In part 2 of our deep dive into Messiah Yeshua’s Sermon on the Mount (Matthew 5-7) and Sermon on the Plain (Luke 6:17-36), we explore the Beatitudes and discover how we can find true happiness through sorrow over life apart from the Creator and joy over Heaven’s Anointed One who heals the pain.
Yeshua is the ultimate One Who ascends to and descends from Heaven, giving us a true witness of the words of God.
Yeshua is also the ultimate “open space” of freedom and safety, out of the bondage and confinement.
So, when Yeshua expounded upon the TaNaK (Hebrew acronym for Torah, Nevi’im (Prophets) and Ketuvim (Writings), i.e., the “Old Testament”), He indeed spoke accurately that the words of God communicated through Moshe and the prophets point one toward Heaven, closer to the mind of the Maker, rather than back to bondage.
Whether it be the Sermon on the Mount or the the Sermon on the plain, you are seeing two pictures of what the Maschiach is doing.
This same sermon was recorded by both the Apostle Matthew and the physician Luke, who was a protege of the Apostle Paul.
Matthew shows us the coming conquering King while Luke shows us how the Messiah as the Suffering Servant, the God cares about the here and now.
In the message Luke recorded, Yeshua is echoing the teachings of the Prophets, that the sufferings of this world are tough but aren’t eternal, aren’t the way things should be.
God hasn’t overlooked or forgotten the plight of the physically poor, hungry, grieved or persecuted.
The focus on the physical, king among the people tone of Luke’s message has prompted some interpreters to see the fulfillment of the Suffering Servant imagery revealed in the Prophets.
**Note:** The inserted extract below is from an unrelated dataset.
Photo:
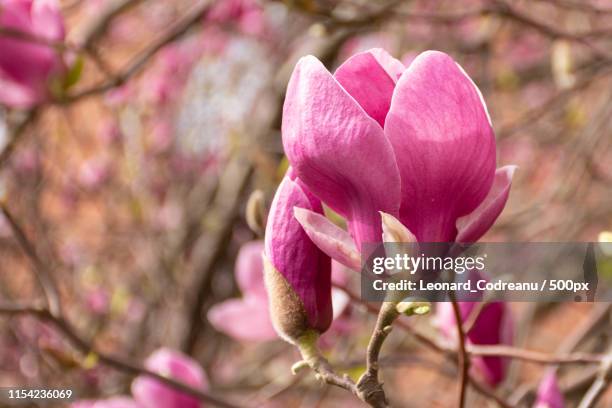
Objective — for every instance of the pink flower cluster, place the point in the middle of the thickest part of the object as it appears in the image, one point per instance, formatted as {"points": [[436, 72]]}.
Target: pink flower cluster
{"points": [[376, 137], [30, 62], [150, 393]]}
Isaiah 53 is not the only picture of the suffering servant.
Matthew’s record doesn’t have woes as part of the his recording of the long message in chapters 5–7.
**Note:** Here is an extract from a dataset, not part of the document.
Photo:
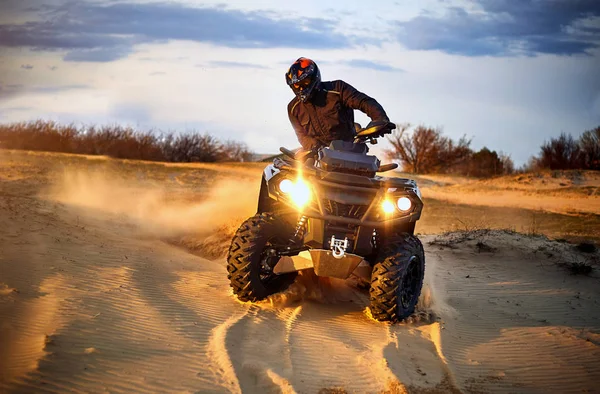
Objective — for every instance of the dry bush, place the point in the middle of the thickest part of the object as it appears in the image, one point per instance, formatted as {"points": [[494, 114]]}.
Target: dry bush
{"points": [[589, 143], [426, 150], [568, 153], [120, 142]]}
Yeshua, like the prophets before Him, railed against those who hypocritically getting accolades for piety in the present while storing up wickedness.
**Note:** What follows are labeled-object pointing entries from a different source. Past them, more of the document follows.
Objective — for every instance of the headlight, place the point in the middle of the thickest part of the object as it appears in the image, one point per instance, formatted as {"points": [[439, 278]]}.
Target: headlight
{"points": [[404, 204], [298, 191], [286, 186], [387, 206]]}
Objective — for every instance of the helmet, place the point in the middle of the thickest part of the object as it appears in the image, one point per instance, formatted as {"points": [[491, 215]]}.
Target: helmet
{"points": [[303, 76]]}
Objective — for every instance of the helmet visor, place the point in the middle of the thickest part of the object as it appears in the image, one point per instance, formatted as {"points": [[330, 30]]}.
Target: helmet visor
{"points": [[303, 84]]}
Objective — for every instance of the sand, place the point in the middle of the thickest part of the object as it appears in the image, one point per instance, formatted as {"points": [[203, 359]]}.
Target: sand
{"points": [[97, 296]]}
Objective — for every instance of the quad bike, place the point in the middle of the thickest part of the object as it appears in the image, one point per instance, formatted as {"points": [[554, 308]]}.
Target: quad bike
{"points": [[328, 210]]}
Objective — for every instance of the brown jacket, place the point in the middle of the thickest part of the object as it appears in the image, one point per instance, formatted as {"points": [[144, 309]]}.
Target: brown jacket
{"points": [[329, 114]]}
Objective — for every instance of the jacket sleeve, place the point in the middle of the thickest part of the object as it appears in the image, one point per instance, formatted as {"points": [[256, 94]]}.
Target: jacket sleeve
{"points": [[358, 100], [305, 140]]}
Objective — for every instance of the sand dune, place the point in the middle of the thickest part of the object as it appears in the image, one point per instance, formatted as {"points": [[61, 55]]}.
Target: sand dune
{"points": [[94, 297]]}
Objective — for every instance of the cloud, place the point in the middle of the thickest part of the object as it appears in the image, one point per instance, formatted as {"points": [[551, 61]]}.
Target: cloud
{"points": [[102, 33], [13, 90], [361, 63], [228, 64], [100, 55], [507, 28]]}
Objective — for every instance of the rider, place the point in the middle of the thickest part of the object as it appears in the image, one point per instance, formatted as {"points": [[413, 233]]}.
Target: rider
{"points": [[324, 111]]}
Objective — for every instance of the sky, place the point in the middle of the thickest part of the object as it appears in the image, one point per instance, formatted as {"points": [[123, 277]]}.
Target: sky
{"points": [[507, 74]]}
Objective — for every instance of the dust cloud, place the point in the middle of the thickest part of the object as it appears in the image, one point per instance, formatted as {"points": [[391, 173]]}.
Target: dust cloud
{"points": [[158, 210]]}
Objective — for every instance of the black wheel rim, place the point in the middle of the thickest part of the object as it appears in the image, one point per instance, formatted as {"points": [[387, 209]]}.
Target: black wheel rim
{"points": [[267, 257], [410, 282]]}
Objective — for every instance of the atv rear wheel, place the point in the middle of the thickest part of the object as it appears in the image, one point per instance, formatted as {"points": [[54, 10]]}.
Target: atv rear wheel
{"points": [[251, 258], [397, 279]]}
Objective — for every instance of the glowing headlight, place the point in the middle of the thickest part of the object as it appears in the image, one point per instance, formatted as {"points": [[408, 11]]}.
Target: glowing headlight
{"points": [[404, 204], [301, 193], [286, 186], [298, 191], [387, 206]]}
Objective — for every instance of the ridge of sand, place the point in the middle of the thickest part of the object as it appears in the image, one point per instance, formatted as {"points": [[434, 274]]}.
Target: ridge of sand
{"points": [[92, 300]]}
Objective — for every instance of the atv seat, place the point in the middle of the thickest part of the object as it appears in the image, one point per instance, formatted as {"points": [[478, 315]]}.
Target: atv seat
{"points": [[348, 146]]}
Matthew records Yeshua’s “woes” against certain Pharisees is leveled in Matthew 23, which is the chapter before Matthew 24, where Yeshua tells His disciples what will happen in the last days.
Let’s look at some Greek and Hebrew terms which will help us understand today’s reading.
* εὐλογητός eulogētos (G2128) is used in the Septuagint to translate ברוך barukh (H1288). This word, eulogētos, we usually see primarily in the English term, eulogy, which is a term that is usually used in the context of a funeral or a memorial service when you speak some last kind words about a deceased person.
* μακάριοι οἱ makarioi hoi (G3107) is used in Luke and Matthew for “blessed/happy are you.” Makarios appears 68 times in the Septuagint, usually to translate אשׁרי ashrei (H035), or “happiness.”
Uses of makarios in the Psalms sound similar to the “Beatitudes” (Middle English for “blessed”):
* “How blessed is he whose transgression is forgiven, Whose sin is covered!” (Psa. 32:1)
* “How blessed is the man who does not walk in the counsel of the wicked, Nor stand in the path of sinners, Nor sit in the seat of scoffers!” (Psa. 1:1)
This also is hungering after righteousness.
“Blessed is the man whom You chasten, O LORD, And whom You teach out of Your law; That You may grant him relief from the days of adversity, Until a pit is dug for the wicked.” (Psa. 94:12–13)
This may not sound like a “happy” situation, but it is. The moment of chastening is hard, and the adversity of life is difficult. However, “relief” comes from following the path of the LORD and not deviating toward paths that lead you to the “pit,” of destruction when the LORD finally brings the reign of misery because of wickedness to an end. It’s not a happy time to be chastened by it’s much better than the alternative of eternal death.